Os diplomatas franceses consultados pelo Politico apontam “evitar concorrência regulatória” e “proteger os interesses da indústria europeia” como as suas principais preocupações. Espanha é um caso excepcional na medida em que é o único país que tem mais britânicos registados no seu território (cerca de 308 mil) do que nacionais em terras de Sua Majestade. Por ano viajam para Espanha 18 milhões de visitantes britânicos, o seu destino preferido, e a imposição de maiores obstáculos à circulação na UE pode levá-los para outras paragens. Esta questão, aliada à forte interligação comercial entre ambos – o Reino Unido é o maior beneficiário de investimento estrangeiro espanhol e o quarto maior parceiro comercial de Espanha –, constituem trunfos do Reino Unido. A prioridade espanhola é estancar, a todo o custo, eventuais efeito de contágio do Brexit nas suas regiões, já que a Catalunha está atenta à situação escocesa. Tudo somado, mesmo se juntarmos a espinhosa situação de Gibraltar, possessão britânica em território espanhol desde 1713, onde 96% dos residentes votou a favor da permanência na UE, a posição espanhola é tendencialmente favorável aos britânicos.

A guerra dos números

Segundo dados da AICEP, o Reino Unido foi, em 2015, o quarto maior destino das exportações portuguesas de bens e serviços (9,7%) e o quinto na lista de fornecedores (4,8% das importações), tendo a balança comercial melhorado ligeiramente no primeiro semestre de 2016. As mercadorias exportadas são variadas, desde máquinas e aparelhos, veículos, metais comuns, madeira, plásticos e borracha, cortiças ou produtos agrícolas e alimentares, tendo o Instituto Nacional de Estatística registado 2680 empresas exportadoras. No que diz respeito aos serviços, o Reino Unido tem-se posicionado como o principal cliente de Portugal, com uma quota de mercado de 14,7% em 2015 (15,2% no primeiro semestre de 2016). As viagens e turismo estão no topo da lista (54%, com um crescimento de 14,8% face ao ano anterior), seguidos de transportes (24%), outros serviços prestados por empresas (9,6%), telecomunicações, informática e comunicação (5,9%) e serviços financeiros (3,4%). Por sua vez, o Reino Unido foi o segundo maior exportador de serviços para Portugal. Os setores são os mesmos, mas com percentagens mais equilibradas. O investimento direto britânico em Portugal ascendeu a 7,7 mil milhões de euros, o quarto maior, só ultrapassado por Holanda, Espanha e Luxemburgo. Nas receitas geradas pelo turismo, o Reino Unido é o principal mercado para Portugal com dois mil milhões de euros. Esta supremacia reflecte-se também no número de dormidas, com 8,5 milhões em 2015 (1,7 milhões de hóspedes). No primeiro semestre de 2016, receitas e dormidas aumentaram 13,9% e 11,3% face ao período homólogo do ano anterior.
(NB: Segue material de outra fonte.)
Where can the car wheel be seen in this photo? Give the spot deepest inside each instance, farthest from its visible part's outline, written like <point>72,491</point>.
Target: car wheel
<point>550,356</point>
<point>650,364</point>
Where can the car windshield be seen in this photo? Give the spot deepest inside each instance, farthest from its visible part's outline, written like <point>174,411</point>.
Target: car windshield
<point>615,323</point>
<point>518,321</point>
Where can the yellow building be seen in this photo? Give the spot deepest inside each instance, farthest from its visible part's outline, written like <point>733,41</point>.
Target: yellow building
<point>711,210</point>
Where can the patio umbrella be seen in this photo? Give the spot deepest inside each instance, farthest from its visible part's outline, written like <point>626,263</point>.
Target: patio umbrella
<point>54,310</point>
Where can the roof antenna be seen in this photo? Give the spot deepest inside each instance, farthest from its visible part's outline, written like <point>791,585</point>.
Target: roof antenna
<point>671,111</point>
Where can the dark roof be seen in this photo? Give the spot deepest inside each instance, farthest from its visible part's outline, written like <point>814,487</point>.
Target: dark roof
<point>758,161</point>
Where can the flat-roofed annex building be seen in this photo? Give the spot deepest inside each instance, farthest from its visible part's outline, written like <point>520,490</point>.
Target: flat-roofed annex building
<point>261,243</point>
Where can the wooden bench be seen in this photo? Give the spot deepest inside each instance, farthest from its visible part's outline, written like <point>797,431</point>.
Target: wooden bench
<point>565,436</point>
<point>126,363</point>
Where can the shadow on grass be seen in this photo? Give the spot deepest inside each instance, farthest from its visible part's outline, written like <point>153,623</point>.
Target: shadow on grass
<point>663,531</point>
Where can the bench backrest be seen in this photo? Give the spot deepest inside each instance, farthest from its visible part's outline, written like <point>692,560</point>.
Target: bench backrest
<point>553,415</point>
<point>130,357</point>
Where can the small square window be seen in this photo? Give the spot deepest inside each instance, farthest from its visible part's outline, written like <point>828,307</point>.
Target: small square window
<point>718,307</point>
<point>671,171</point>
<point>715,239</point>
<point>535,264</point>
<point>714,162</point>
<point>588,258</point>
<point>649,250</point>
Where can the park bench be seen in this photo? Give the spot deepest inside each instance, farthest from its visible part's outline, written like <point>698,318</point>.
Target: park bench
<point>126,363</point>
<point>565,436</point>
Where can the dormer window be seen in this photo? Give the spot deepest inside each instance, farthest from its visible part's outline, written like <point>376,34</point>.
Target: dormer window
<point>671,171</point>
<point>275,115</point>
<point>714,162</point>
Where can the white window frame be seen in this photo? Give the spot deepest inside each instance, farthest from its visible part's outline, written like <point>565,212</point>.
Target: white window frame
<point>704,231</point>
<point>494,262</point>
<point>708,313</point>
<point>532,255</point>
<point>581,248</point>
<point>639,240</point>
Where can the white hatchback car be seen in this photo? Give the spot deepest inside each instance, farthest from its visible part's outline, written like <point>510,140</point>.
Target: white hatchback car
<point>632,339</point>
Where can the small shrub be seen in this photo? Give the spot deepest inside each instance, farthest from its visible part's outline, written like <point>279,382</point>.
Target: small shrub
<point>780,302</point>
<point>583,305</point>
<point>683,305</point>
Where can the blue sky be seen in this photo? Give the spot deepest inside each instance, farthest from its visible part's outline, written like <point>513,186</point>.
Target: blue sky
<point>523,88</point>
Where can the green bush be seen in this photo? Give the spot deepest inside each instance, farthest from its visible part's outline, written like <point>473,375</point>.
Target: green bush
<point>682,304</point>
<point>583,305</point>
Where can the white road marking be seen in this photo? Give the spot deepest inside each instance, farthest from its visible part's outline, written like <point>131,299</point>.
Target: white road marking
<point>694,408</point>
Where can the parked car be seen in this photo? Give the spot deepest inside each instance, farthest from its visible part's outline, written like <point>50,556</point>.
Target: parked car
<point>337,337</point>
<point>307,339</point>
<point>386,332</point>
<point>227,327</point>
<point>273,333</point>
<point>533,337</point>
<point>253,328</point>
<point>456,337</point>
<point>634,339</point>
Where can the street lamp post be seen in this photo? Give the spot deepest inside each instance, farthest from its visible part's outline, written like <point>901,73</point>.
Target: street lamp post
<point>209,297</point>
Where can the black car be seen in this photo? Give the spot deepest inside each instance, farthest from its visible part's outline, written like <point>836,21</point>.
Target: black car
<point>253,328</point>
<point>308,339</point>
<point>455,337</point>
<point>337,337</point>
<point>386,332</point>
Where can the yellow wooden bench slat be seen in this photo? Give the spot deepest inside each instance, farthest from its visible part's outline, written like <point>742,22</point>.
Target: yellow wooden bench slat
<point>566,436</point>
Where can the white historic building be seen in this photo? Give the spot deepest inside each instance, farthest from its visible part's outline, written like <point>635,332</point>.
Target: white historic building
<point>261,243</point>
Esta interligação e o posicionamento atlanticista da diplomacia nacional faz com que Portugal queira manter boas relações com o Reino Unido. Só um “soft Brexit” satisfará as pretensões nacionais. No portal do Governo, em declarações à Agência Lusa, no final de Março, o ministro dos Negócios Estrangeiros, Augusto Santos Silva, esclarece as prioridades nesta fase inicial: “Os direitos dos que são actualmente residentes têm de ser salvaguardados e temos de encontrar um esquema que favoreça a circulação”. A secretária de Estado dos Assuntos Europeus, Margarida Marques, acrescenta que esses direitos vão além do direito de residência e incluem “acesso à escola, à saúde, ao emprego e à protecção social”. É expectável que, a 3 de abril, quando David Davis, Ministro para a saída do Reino Unido da UE, reuniu com Santos Silva em Portugal, um dos assuntos tenha sido o formulário de 85 páginas que os candidatos à autorização de residência no Reino Unido têm hoje de preencher e que está a preocupar os milhares de portugueses que procuram apoio consular.

ESTELA SILVA/LUSA

Segundo o último Relatório da Emigração, produzido pela Secretaria de Estado das Comunidades Portuguesas, o Reino Unido continua a ser o destino preferencial dos portugueses, com 32,3 mil novos emigrantes em 2015, número 5,7% superior a 2014 mas que duplicou os valores de pré-crise (até 2007) e é incomparável com os do início do milénio (que arrancou com dois mil emigrantes).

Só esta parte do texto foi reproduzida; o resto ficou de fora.